Making no attempt to trot out the cliched line of team performance trumping personal contribution, the natural finisher is greedily hunting the tries that can propel him once more up the scoring charts.

He added: “As an outside back I want to score as many tries as I can, and for guys like myself and Noah Cato on the wing we want to be the ones finishing off the moves.

“We haven’t had that chance as yet, but with an open game this week hopefully we can see a bit more of the ball and make it happen for the team.” Hopeful Harlequins’ expansive game-plan can provide the ideal attacking launch-pad, Shortland said: “I want to play rugby and to get the ball in my hands.

“That hasn’t been happening lately as much as we all want it to and hopefully if both teams play an open brand on Sunday then everyone can get the kind of flowing game that people want to come and watch.

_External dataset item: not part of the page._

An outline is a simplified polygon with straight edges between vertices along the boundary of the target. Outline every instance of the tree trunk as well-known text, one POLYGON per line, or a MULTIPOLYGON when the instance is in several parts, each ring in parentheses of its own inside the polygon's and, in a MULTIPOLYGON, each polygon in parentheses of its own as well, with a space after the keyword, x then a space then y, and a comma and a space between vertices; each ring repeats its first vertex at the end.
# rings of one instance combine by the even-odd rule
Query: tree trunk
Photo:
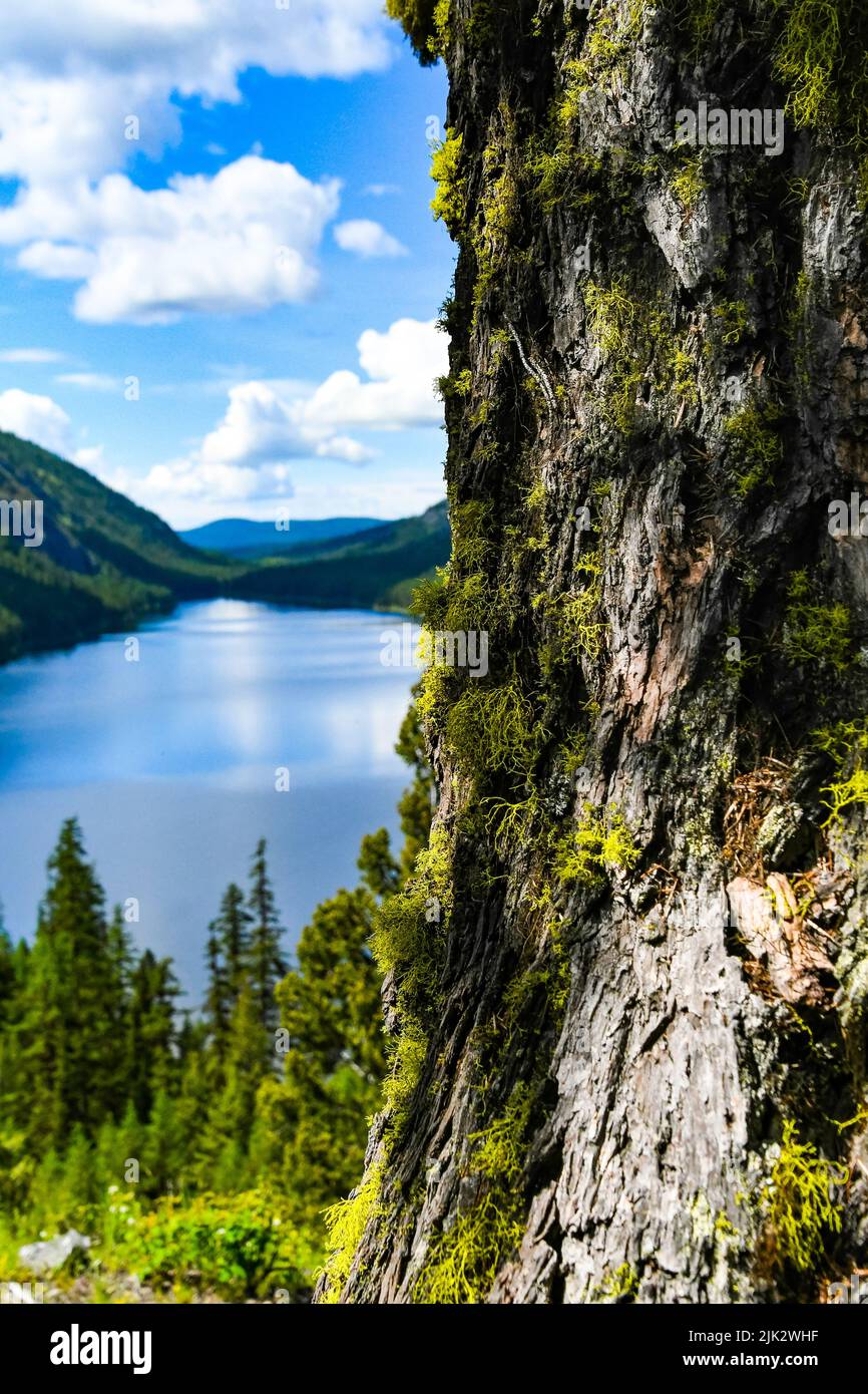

“The way Harlequins play means there are gaps around the field.

“If we can force them into mistakes and achieve turnover ball, the hope is we can use that to our advantage.”

Building on their positive defnsive progress against a Northampton side who had managed to surpass the 30-point barrier against every visiting side this term prior to the Falcons’ arrival this week, linking all facets of their game remains the biggest barrier to overcome.

Shortland said: “The full performance is what everyone is after, and we are yet to execute it.

“Sometimes the boys are happy with how we have gone and the coaching staff are not - and sometimes it might be the other way round.

“Last week at Northampton the boys left the field frustrated by our attack, whereas the coaches were happy with a lot of the performance due to our defence.

“Marrying the two is the leap we need to take and the work is certainly going in to try and make it happen.

“Our defence coach Graham Steadman on Saturday was the happiest he has been since he joined the club. We have to keep building on that and there are other things we can bring to the game.”

Understandably playing down the significance of the Bloodgate scandal as director of rugby Dean Richards coaches against his former club for the first time since his three-year ban, he added: “We haven’t looked at that or read anything into it at all.

“It is not remotely on our radar, and the only thing we are concentrating on is what we can do during the game to try and get the outcome everybody wants for us.

“All we are doing is building week to week.”